Para investigar cómo el Sol alcanzó su órbita actual, un equipo de investigación dirigido por el profesor asistente Daisuke Taniguchi de la Universidad Metropolitana de Tokio y Takuji Tsujimoto del Observatorio Astronómico Nacional de Japón llevó a cabo un importante estudio de los “gemelos” solares. Estas estrellas comparten casi la misma temperatura, gravedad superficial y composición química que nuestro Sol.

Los investigadores confiaron en la misión del satélite Gaia, que recopiló mediciones detalladas de casi dos mil millones de estrellas y otros cuerpos celestes. Utilizando este enorme conjunto de datos, reunieron un catálogo que contiene 6.594 gemelos solares. Esta muestra es aproximadamente 30 veces más grande que las muestras utilizadas en estudios anteriores.

La distribución por edades revela una migración compartida

Con este conjunto de datos ampliado, el equipo pudo determinar las edades de estas estrellas con una precisión sin precedentes. También corrigieron el sesgo de selección que favorecía a las estrellas más brillantes que son más fáciles de detectar para los telescopios.

Cuando los investigadores examinaron la edad de los gemelos solares, encontraron una clara concentración de estrellas de entre 4 y 6 mil millones de años. El sol cae dentro de este mismo rango de edad. Muchas de estas estrellas parecen ocupar distancias similares del centro galáctico. En conjunto, estas pistas sugieren que la posición actual del Sol no es sólo una coincidencia. En cambio, probablemente llegó aquí como parte de un movimiento hacia afuera mucho mayor de la estrella.

La fórmula para la formación de la barra central de la Vía Láctea

Los resultados proporcionan nueva información sobre la estructura y la historia de la Vía Láctea. En circunstancias normales, la barrera de corotación producida por la barra central de la galaxia impediría que un número tan grande de estrellas se alejara de la región interior. Sin embargo, la situación podría haber sido diferente si la estructura del bar hubiera estado vigente durante ese período.

La edad de los gemelos solares indica no sólo cuándo pudo haber ocurrido esta migración masiva, sino también el momento en que evolucionó la barra galáctica.

Por qué el viaje al Sol es importante para la vida

Las partes interiores de la Vía Láctea son mucho más hostiles que las regiones exteriores. Las condiciones cercanas al centro galáctico incluyen una radiación más fuerte e interacciones más frecuentes entre estrellas. Según los investigadores, la salida del Sol de este entorno abarrotado ayudó a mantener nuestro Sistema Solar en una parte tranquila de la galaxia.
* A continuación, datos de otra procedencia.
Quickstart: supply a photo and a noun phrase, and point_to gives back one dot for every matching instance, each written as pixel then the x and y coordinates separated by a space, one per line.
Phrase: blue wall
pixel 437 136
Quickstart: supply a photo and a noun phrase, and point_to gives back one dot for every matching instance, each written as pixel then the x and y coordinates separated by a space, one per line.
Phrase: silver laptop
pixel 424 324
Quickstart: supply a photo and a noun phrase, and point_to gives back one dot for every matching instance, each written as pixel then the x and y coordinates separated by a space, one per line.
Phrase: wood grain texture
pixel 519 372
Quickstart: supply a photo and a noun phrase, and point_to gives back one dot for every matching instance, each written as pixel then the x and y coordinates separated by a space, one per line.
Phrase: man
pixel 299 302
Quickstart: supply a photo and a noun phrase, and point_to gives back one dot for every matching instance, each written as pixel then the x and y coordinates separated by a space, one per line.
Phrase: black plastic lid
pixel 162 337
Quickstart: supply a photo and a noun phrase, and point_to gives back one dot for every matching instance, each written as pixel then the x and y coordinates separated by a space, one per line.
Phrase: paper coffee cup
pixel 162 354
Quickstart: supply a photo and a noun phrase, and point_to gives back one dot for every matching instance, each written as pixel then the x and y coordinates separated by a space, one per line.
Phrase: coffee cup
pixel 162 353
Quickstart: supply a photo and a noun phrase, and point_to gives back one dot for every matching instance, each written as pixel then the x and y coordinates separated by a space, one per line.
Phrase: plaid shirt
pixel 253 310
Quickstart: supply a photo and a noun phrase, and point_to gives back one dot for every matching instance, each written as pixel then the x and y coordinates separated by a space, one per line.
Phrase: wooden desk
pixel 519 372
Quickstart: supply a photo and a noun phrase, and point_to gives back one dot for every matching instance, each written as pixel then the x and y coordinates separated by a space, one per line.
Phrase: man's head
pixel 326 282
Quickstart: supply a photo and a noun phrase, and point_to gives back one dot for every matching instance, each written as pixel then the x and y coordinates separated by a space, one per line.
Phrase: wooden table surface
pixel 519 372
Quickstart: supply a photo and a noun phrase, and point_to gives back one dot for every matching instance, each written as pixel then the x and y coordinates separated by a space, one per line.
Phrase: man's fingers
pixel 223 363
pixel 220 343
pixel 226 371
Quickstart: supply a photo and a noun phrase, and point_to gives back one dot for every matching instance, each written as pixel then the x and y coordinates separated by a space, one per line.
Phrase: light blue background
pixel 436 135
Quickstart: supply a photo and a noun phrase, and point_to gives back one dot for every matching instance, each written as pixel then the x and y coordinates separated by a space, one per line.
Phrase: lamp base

Esta zona tranquila proporcionó las condiciones que finalmente permitieron que la vida surgiera y se desarrollara en la Tierra.

Este trabajo utilizó productos de datos de la misión espacial Gaia de la Agencia Espacial Europea (ESA) y el Two Micron All Sky Survey. Fue apoyado por el Programa de Investigación e Innovación Horizonte 2020 de la Unión Europea en el marco del Proyecto del Centro de Excelencia de Tokio, Universidad Metropolitana de Tokio, números de subvención JSPS KAKENHI 23KJ2149 y 23H00132, número de acuerdo de subvención SPACE-H2020 (104202020).